Ben Rutledge

Personal information
- Born: November 9, 1980 (age 45) Cranbrook, British Columbia

Medal record
Men's rowing
Representing Canada
Olympic Games
| Gold medal – first place | 2008 Beijing | Eight |
World Rowing Championships
| Gold medal – first place | 2002 Seville | Eight |
| Gold medal – first place | 2003 Milan | Eight |
| Gold medal – first place | 2007 Munich | Eight |
World Rowing Cup
| Gold medal – first place | 2003 Lucerne | Eight |
| Gold medal – first place | 2004 Munich | Eight |
| Gold medal – first place | 2004 Lucerne | Eight |
| Gold medal – first place | 2007 Lucerne | Eight |
| Gold medal – first place | 2008 Lucerne | Eight |
| Silver medal – second place | 2005 Eton | Pair |
| Bronze medal – third place | 2002 Lucerne | Eight |
Royal Henley Regatta Grand Challenge Cup
| Gold medal – first place | 2002 | Eight |
| Gold medal – first place | 2003 | Eight |
| Gold medal – first place | 2007 | Eight |
Canadian University Rowing Championships
| Gold medal – first place | 2005 CURC | Eight |
| Gold medal – first place | 2005 CURC | Pair |

= Ben Rutledge =

Canadian rower (b. 1980)

Ben Rutledge (born November 9, 1980, in Cranbrook, British Columbia) is a former Canadian Olympic rower and is currently a maths teacher.

In Seville, Spain 2002 he was a member of Canada's inaugural Men's 8+ crew to win a gold medal at a World Championship regatta. He accomplished this task two more times in 2003 and 2007 in Milan, Italy, and Munich, Germany.

His Olympic results include a disappointing fifth-place finish in the men's 8+ at the 2004 Athens Olympics. However, after a hard-fought 4-year comeback, Ben and his teammates Andrew Byrnes, Kyle Hamilton, Malcolm Howard, Adam Kreek, Kevin Light, Dominic Sieterle, Jake Wetzel and cox Brian Price won a gold medal at the 2008 Summer Olympics in Beijing, China.

In 2006 he was the recipient of the Bobby Gaul Memorial Trophy an award presented by the University of British Columbia to the graduating male athlete who best combines the qualities of leadership and sportsmanship.

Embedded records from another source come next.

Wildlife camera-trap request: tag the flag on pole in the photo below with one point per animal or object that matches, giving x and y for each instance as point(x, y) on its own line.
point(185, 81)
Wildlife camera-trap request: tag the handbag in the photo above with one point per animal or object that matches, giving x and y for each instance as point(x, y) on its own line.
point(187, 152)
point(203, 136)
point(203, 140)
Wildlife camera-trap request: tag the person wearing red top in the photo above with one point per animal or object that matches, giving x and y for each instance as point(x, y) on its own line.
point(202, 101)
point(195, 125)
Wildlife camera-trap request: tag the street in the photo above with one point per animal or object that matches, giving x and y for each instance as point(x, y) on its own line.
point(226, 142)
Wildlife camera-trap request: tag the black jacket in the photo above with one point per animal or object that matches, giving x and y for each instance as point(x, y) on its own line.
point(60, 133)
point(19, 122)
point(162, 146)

In 2006 he combined with former Canada National Team rower Robert Weitemeyer as well as varsity athletes Stephane Gervais, Robert Miller and Kevin Johns to capture the overall Men's Championship for Storm the Wall, a relay race held annually at the University of British Columbia, widely considered as the largest intramural event in North America.

== Education ==
Ben attended Mount Baker Secondary School located in Cranbrook, B.C.

Rutledge graduated from the Sauder School of Business in University of British Columbia with a Bachelor of Commerce, specializing in Real Estate and Marketing in 2006.